It was one of the paradoxes of the dirty conflict underway along the Afghan-Pakistan border that US President Barack Obama’s administration was far more willing to obliterate leaders of the Haqqani network with drone strikes than to declare them terrorists.
US military commanders see the clan-based militia as the US’ greatest enemy, responsible for the majority of attacks on its troops in eastern Afghanistan, and they have fought back ferociously with drone attacks against Haqqani bases in the North Waziristan tribal area across the Pakistan border.
Less than two weeks ago a US strike was reported to have killed Badruddin Haqqani, a senior commander in the network and a son of its patriarch, Jalaluddin, a veteran of the war against the Soviet army. The militia insist Badruddin is still alive.
Furthermore, there is no question the Haqqanis have used terror tactics widely against the Afghan population, brutally punishing those it sees as collaborating with the Kabul government and foreign forces, and using kidnapping routinely for fundraising.
The Haqqanis are also believed to run a wide array of other money-making ventures in Pakistan and the Gulf, and it is that funding network the Pentagon and the US Congress are hoping to target by the official designation of the clan as a foreign terrorist organization, which was announced on Friday.
However, the White House and US State Department have been largely pushed into making the decision against their will because they believe the only sustainable way out of Afghanistan is through a political solution, which will demand dialogue with all the forces on the ground and in the neighborhood.
The paradox is that while trying to kill the people you know you will ultimately have to talk to is an integral part of both Western counter-insurgency doctrine and Afghan martial traditions, the red tape represented by a terrorism designation will be a serious impediment.

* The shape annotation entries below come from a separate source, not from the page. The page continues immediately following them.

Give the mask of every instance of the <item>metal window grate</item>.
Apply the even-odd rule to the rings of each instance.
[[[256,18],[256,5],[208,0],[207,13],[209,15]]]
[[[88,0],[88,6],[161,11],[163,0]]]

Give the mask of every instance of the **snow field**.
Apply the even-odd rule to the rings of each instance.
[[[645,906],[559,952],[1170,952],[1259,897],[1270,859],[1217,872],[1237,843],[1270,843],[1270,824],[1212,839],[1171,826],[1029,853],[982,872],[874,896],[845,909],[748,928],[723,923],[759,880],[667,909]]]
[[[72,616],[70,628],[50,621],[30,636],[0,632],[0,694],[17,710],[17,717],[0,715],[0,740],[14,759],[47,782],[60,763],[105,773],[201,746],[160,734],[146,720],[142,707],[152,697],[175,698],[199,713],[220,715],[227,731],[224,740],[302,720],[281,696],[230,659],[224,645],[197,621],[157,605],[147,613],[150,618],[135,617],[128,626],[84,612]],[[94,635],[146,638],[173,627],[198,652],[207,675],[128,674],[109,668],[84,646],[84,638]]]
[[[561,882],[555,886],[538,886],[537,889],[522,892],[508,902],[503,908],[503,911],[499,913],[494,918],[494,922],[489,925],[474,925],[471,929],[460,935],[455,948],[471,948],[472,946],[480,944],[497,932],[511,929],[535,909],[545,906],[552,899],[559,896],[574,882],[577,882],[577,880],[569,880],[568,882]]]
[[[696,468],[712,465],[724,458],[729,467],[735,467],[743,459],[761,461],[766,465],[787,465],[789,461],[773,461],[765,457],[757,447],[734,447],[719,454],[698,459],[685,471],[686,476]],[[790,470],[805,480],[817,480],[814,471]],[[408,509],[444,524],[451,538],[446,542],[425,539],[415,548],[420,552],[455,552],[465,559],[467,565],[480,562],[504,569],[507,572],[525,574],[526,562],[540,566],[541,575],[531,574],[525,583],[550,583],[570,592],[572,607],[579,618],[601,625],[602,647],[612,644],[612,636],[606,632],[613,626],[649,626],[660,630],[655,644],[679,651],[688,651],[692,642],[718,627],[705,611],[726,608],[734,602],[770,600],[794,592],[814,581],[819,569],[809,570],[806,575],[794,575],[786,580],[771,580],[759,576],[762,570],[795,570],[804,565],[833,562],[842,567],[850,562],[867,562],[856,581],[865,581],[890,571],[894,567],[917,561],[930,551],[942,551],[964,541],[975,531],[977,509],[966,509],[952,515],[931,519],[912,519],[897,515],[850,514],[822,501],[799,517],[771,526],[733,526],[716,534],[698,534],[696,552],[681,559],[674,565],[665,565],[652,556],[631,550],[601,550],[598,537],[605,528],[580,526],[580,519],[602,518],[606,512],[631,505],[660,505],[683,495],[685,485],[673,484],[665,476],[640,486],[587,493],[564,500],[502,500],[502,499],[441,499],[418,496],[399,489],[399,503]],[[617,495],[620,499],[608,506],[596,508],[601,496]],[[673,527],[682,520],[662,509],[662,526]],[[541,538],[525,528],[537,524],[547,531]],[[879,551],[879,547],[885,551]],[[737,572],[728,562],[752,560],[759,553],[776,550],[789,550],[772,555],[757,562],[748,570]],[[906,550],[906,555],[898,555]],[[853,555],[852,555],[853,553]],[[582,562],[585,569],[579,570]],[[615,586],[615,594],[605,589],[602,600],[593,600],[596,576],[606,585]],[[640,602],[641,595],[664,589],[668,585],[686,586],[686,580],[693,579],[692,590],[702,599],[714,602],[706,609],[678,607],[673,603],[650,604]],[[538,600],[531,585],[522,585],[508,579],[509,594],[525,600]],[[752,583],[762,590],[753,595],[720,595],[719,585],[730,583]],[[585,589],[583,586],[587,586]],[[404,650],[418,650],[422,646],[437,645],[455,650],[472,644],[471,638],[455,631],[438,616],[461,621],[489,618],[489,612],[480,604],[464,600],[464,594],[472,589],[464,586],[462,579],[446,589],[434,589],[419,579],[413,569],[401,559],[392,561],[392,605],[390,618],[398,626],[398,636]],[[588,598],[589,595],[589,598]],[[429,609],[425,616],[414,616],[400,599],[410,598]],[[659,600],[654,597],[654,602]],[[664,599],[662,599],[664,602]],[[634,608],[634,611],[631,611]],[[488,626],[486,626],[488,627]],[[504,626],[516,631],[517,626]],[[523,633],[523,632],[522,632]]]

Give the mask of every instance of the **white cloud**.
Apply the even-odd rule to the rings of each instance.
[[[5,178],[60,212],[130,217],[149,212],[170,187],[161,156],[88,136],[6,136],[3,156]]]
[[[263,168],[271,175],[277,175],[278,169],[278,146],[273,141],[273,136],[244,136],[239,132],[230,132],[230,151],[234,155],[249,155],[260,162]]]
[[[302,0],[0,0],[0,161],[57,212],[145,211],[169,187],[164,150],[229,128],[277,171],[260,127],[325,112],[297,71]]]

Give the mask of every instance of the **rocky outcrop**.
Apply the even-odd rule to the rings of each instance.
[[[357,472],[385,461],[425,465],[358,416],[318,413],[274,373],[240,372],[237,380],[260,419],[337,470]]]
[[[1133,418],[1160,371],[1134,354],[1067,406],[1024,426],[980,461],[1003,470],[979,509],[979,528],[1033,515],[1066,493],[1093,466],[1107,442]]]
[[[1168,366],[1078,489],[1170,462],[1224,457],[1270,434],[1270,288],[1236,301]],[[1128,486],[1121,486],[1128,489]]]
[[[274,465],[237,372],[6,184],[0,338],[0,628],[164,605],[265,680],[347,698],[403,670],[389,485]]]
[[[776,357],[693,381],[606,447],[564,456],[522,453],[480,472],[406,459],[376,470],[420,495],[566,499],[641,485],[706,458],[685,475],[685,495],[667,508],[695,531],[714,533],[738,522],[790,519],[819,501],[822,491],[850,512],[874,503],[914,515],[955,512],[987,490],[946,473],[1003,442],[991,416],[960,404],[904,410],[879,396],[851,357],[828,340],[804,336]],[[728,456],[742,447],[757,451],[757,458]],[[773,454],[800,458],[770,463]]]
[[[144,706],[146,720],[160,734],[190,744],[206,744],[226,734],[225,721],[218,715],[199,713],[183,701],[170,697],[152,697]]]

US officials have met representatives of the network over the last year, according to the special envoy for Afghanistan and Pakistan, Marc Grossman. Any future meetings would now become illegal.
That obstacle could be more serious because the Haqqanis, who profess fealty to the overall Taliban leadership, but mostly operate independently, hold one of the important bargaining counters in any future contacts: a captured American soldier, Bowe Bergdahl.
After contacts with US officials last year the Taliban thought Bergdahl would be swapped for five Taliban members held in Guantanamo Bay. The deal collapsed in the face of opposition from US Congress and the Pentagon.
Thomas Ruttig, of the Kabul-based Afghan Analysts Network think tank, said that the coming US presidential election is the main driver behind the decision on the Haqqanis.
Ruttig said the other variable has been the desire of both sides of the debate in Washington to send a message to Pakistan, whose intelligence agency, the ISI, has been accused by US generals of being the Haqqanis’ primary backer. For the hawks the terrorist designation is a warning to the ISI. The doves, meanwhile, worry that it will complicate efforts to draw Pakistan in backing a peace deal.